We talked last week about the importance of quitting. Now, not paradoxically, we should talk about when to finish.
Mastery is important. It not only makes you a master of something, it teaches you how to learn and it builds confidence since you’ve proven you can accomplish something difficult. But, you’ll never master anything if you quit. No shit, right?
The problem is that it’s always easiest to quit at the beginning, but it’s also best to quit at the beginning. If you know you’re never going to like something, or that you’ll never be good at it, it’s best to waste as little time as possible. But everybody sucks at the beginning of something new. Seriously. Most people really, really suck. If you’re a professional who makes his living doing something creative, most of your work still sucks. That’s just the way it goes. It’s hard to know when your suck is attributable to your lack of experience or your lack of ability.

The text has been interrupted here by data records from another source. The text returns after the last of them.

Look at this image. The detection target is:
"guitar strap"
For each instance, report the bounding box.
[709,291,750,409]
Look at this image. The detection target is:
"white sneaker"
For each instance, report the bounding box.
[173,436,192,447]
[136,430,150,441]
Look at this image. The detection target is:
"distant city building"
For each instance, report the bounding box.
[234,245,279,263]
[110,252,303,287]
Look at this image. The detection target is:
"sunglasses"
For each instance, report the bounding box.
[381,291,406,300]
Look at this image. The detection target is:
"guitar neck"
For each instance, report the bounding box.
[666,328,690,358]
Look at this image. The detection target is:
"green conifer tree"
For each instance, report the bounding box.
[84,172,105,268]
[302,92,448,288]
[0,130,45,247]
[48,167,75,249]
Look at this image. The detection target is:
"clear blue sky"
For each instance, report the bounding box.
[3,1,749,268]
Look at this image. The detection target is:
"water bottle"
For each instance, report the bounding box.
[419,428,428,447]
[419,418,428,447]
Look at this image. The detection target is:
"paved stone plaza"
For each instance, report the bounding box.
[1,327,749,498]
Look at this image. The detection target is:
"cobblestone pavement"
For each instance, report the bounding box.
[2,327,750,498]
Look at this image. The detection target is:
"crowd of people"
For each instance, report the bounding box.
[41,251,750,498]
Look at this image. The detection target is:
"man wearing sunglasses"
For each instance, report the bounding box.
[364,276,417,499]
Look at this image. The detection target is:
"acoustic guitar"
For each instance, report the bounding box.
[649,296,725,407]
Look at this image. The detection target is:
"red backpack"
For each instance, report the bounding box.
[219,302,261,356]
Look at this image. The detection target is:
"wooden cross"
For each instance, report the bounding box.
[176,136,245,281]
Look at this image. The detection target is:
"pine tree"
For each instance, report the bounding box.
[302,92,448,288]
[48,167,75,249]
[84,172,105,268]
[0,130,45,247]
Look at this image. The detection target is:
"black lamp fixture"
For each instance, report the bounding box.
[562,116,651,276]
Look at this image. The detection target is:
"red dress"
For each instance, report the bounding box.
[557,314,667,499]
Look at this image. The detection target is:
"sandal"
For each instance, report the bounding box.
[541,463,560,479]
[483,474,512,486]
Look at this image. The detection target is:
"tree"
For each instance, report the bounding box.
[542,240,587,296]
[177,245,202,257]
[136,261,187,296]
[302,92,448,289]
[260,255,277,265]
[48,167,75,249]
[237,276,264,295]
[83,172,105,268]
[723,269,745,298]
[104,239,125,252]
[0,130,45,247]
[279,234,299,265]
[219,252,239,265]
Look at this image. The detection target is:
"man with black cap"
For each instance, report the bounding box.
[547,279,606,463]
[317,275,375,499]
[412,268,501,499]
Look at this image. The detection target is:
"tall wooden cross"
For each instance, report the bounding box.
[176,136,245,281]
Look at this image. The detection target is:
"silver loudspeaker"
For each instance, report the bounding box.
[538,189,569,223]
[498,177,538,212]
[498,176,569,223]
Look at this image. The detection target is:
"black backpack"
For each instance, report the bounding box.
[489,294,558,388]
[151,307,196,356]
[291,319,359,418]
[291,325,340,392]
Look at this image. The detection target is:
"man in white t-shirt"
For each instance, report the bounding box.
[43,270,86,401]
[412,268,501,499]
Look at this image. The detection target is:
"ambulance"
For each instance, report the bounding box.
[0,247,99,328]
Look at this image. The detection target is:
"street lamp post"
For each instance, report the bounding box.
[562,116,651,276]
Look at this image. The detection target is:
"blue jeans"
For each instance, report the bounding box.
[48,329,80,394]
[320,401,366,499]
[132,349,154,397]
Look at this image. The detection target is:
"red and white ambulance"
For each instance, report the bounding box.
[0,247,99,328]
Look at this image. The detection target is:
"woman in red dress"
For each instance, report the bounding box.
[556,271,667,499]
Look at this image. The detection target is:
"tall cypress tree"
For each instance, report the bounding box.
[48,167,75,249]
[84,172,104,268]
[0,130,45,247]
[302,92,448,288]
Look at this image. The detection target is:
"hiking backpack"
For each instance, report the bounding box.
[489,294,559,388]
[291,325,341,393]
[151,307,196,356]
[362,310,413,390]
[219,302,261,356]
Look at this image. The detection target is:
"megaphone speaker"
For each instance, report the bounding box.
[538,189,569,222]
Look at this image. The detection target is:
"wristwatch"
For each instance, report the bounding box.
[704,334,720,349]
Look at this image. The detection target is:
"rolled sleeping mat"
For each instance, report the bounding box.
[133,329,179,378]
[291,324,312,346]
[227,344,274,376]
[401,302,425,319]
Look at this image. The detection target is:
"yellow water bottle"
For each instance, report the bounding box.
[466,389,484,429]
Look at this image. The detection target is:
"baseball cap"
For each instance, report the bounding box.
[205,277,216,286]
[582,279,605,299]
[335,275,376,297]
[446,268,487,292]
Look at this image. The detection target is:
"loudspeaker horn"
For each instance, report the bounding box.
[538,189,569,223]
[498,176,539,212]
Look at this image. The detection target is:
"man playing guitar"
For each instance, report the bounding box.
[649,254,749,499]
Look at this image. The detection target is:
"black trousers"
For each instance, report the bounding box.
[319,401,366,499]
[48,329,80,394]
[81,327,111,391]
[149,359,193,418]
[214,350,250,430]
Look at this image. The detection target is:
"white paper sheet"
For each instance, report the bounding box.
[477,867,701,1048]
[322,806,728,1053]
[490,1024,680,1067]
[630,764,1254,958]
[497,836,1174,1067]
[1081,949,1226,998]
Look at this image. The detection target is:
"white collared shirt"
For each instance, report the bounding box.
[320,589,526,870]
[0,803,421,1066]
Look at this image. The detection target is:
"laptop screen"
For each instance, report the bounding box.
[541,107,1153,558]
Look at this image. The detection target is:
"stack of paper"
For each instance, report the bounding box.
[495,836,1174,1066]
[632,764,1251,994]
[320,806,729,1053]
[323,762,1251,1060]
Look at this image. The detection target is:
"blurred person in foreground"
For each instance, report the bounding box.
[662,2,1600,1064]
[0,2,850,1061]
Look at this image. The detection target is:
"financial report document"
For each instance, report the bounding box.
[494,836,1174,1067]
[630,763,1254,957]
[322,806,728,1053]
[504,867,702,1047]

And so, you should finish at least the first project you start in any field, even if it sucks, unless you are 100% sure you never want to do anything in that field again. If you’re thinking about taking up photography as a hobby, you shoot some film, and in the middle of your first shoot you think “This sucks. I never ever want to do this again. I’d sell my camera for a loaf of bread right now.” Fine. Quit. Don’t develop the film. Cut your losses and move onto your next idea.
But, you’re not allowed to quit if you think “Well, this is harder than I thought. All my pictures suck. I thought this would be more fun.” Develop those shots. Get them printed. Dissect them. Try to learn from the mistakes. Finish that little project.
This will benefit you in four ways:
- You now have a finished product that you can point to. “Ya, I did that.” Even if the final product sucks, you’ll always be able to point to that photo on the wall and say “Ya, produced some photography back in the day.”
- Maybe it won’t suck. You won’t know until you’ve finished the product.
- Regardless of the results, finishing something carries with it some satisfaction. Maybe you’ll discover that, even though it wasn’t as fun as you thought it was going to be, there are some other benefits that you really enjoy. Maybe you get something out of the later steps that’s totally worth the rest of the not-so-fun effort.
- Regardless of the results, the process might expose some other area you are interest in or do have aptitude for. Maybe you hate photography but discover you love nature and hiking as a result of your foray. Maybe you hate taking pictures but figure out you love developing them, or post processing, or design work, or framing, or selling.
Quit when you’re miserable. Quit when you’re incapable. Quit when you know you don’t want to do it anymore.
Finish when it’s uncomfortable. Finish when it pushes your ability. Finish when you’re not sure if it’s for you.